Après quelques secondes, il ne restait plus personne debout hormis elle, Oncle Jorge et moi. Contre mon pied, je sentis quelque chose d'humide et de collant au niveau de mes chausses. Oncle Jorge s'était oublié. Certes, il n'avait rien vu, mais il était certain qu'il avait ressenti l'indicible Terreur que cette sorcière provoquait.
Elle se campa devant nous, nous regardant avec un air que je qualifierais d'amusé et elle commença à parler: "Logiquement, vieillard, je devrais te tuer... enfin... disons que tu aurais déjà dû mourir de peur. Comme tu as survécu et que je suis une femme d'honneur je te laisserai la vie sauve. Cependant, il ne faut vraiment pas avoir de mère pour se faire pipi dessus de la sorte."
N'écoutant que mon inconscience, je dégainai mon épée et dit en signe de défi: "Je suis Antonio de la Santa Crutcha, tu as voulu tuer mon oncle, prépare-toi à mourir!" A peine eus-je fini a phrase que ma rapière quitta ma main et alla se planter à l'autre bout de la place.
- Je suis Vinlaarie Mortséide, immortelle Princesse des Ténébrants, Maîtresse des Exolicteurs et Gardienne de la Troisième Porte. Et ceci n'est pas mon histoire. Economise ta salive et laisse-moi retourner d'où je viens car j'ai assez perdu de temps avec vous autres misérables humains.
- Mais si ce n'est pas votre histoire, pourquoi êtes-vous ici?
- Certainement à cause de l'imagination tordue de mon créateur... mais avant de repartir, je vais détruire cette ville.
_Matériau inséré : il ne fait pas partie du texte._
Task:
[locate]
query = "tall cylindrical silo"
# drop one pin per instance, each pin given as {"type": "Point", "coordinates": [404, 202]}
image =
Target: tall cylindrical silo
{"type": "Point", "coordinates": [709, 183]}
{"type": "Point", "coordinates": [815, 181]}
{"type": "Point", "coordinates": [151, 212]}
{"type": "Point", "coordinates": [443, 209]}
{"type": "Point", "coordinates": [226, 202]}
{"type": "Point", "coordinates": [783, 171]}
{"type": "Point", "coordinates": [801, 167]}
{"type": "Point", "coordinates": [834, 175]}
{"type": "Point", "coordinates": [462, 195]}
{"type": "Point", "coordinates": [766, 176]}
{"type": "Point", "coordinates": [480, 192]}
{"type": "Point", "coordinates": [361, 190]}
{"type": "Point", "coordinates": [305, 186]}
Maintenant que tout le monde est mort, elle ne sert plus à rien.

Et elle joignit le geste à la parole. Tous les édifices hormis le château furent balayés, comme si son seul désir avait provoqué cette destruction. Avant de s'en aller, elle s'approcha et me glissa dans l'oreille: "Bien sûr, il est inutile de raconter cette histoire. Personne ne te croira petit homme."

C'était clair: raconter ça me vaudrait un aller simple pour le bûcher.